Good evening. The sum ${\displaystyle \sum _{k=0}^{n}2^{k}=2^{n+1}-1}$; similarly ${\displaystyle \sum _{k=0}^{n}3^{k}={\frac {3^{n+1}-1}{2}}}$, and from there induction can be used to generalise ${\displaystyle \sum _{k=0}^{n}q^{k}}$. While the formula for q=2 is fairly simple to prove, I had to use bases for the formulas for 3 and above, like so (considering 3, the argument is practically the same for any q>3): ${\displaystyle (\sum _{k=0}^{n}3^{k})_{10}=111...(n+1,1's)...1_{3}}$. I then multiply both sides by 2 to get ${\displaystyle 2(\sum _{k=0}^{n}3^{k})_{10}=222...(n+1,2's)...2_{3}}$ (as a side question, what should I say if asked how I know 2(111...111)_3=222...222_3? it's pretty trivial but I might be asked and 'definition of multiplication' might not be satisfactory to my audience) then I just add 1 to both sides, turn the right back to decimal, and solve algebraically for ${\displaystyle \sum _{k=0}^{n}3^{k}}$. My question is, is the proof better with or without bases? The steps are the same but it's easier to see, for me at least, with bases and the analogue to 999...9+1. Thanks. (PS: I'll be presenting this to a class because my grandmother is a math teacher and she invited me to, but I don't know how familiar the class are with bases) 93.94.234.152 (talk) 00:22, 2 August 2011 (UTC)[reply]

How would you write the general formula in terms of ${\displaystyle q}$? 64.134.228.55 (talk) 01:39, 2 August 2011 (UTC)[reply]

In a proof by induction, it should not be necessary to prove the result for q = 3. A proof by induction usually requires a step showing that if the result is true for a given value of q then it is necessarily true for "q+1". That is, you need to prove that assuming the result for ${\displaystyle \sum _{k=0}^{n}q^{k}}$ implies the result for ${\displaystyle \sum _{k=0}^{n}(q+1)^{k}}$. I think I would avoid using numbers in base q if possible. As mentioned by 64.134.228.55 above, you have not stated what general result you are trying to prove. Dbfirs 07:05, 2 August 2011 (UTC)[reply]

This brings me back to the time, in a distant past, when I discovered (or just proved?) the formula for a geometric sum by considering bases. But treating this rigorously, there is no a priori assurance that bases "work", and in fact development of a theory of bases would probably make heavy use of the sum formula itself. So it's best not to use bases in a "proof", but if the audience is familiar with them it will be illustrative to discuss bases and see how it all fits together.

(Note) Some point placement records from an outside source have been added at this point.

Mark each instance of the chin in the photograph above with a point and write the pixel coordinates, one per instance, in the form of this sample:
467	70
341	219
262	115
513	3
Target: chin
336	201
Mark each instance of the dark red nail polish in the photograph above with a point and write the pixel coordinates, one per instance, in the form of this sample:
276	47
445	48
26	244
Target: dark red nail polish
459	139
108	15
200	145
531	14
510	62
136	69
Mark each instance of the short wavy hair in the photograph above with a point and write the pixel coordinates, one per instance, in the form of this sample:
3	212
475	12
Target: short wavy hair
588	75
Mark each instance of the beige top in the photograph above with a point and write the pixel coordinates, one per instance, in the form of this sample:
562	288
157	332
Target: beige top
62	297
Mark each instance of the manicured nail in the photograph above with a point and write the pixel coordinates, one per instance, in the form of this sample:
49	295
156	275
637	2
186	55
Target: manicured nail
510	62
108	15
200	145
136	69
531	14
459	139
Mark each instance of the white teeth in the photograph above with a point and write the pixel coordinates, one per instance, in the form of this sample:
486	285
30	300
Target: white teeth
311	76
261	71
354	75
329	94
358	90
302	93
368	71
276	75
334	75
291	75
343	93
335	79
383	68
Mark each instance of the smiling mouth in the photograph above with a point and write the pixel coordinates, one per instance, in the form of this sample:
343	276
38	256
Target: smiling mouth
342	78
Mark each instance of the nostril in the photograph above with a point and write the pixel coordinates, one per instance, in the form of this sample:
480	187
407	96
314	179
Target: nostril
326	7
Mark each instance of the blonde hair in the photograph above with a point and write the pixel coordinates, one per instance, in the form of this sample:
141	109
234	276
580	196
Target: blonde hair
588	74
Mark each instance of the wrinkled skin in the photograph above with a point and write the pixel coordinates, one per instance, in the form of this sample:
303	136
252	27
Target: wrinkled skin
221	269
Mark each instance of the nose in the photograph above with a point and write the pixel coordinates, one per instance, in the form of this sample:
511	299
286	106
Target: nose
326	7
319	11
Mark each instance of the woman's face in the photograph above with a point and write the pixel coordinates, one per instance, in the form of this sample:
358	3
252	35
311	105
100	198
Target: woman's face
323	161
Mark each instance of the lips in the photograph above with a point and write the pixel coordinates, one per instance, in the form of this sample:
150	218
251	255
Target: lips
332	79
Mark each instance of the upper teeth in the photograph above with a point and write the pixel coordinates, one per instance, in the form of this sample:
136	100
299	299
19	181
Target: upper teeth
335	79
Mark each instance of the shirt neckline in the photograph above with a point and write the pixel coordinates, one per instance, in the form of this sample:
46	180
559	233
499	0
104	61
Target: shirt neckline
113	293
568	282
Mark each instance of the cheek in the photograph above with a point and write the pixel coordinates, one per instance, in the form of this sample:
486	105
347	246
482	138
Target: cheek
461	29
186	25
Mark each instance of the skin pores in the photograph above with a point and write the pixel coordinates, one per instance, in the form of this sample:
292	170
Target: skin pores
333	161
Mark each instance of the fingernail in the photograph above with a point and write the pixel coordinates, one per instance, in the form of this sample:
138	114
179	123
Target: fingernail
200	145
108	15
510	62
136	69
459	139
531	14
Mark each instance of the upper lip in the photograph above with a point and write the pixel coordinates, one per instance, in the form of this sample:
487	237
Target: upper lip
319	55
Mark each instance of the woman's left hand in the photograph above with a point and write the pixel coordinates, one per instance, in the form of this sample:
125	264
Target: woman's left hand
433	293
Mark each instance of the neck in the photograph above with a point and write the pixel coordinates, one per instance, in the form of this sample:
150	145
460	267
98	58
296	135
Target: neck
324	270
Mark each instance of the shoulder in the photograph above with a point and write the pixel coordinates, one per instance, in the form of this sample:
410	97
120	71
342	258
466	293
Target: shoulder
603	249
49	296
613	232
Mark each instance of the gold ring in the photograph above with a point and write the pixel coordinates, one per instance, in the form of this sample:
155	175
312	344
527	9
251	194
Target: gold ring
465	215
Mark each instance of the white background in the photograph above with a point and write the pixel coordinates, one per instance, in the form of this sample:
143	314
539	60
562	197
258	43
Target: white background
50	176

For every q you can show by induction on n that the formula holds. I don't know of a way to show it by induction on q. In any case, a simpler proof than induction is to show that ${\displaystyle Sq-S}$ telescopes and is equal to ${\displaystyle q^{n+1}-1}$. -- Meni Rosenfeld (talk) 07:17, 2 August 2011 (UTC)[reply]

Agree with Meni there. There's not much point doing it for q an integer your way though it does give assurance the formula might be right. You'd still have to then do it for real numbers like q=1.234 for instance. Dmcq (talk) 07:21, 2 August 2011 (UTC)[reply]

On the other hand, I assume your audience will be familiar with base 10, so it might help to lead in with an example 111...1 = (10k-1)/9. To Dmcq, there is a theory of fractional bases which works when q is any real number greater than 1. It gets interesting when q is a Pisot–Vijayaraghavan number, see for example Golden ratio base.

Thanks, the Pisot–Vijayaraghavan problem sounds interesting Dmcq (talk) 08:20, 2 August 2011 (UTC)[reply]

Although Meni Rosenfeld already explained this proof, there happens to be an article (of course) which goes into a little more detail: Geometric_progression#Geometric_series. Rckrone (talk) 01:54, 4 August 2011 (UTC)[reply]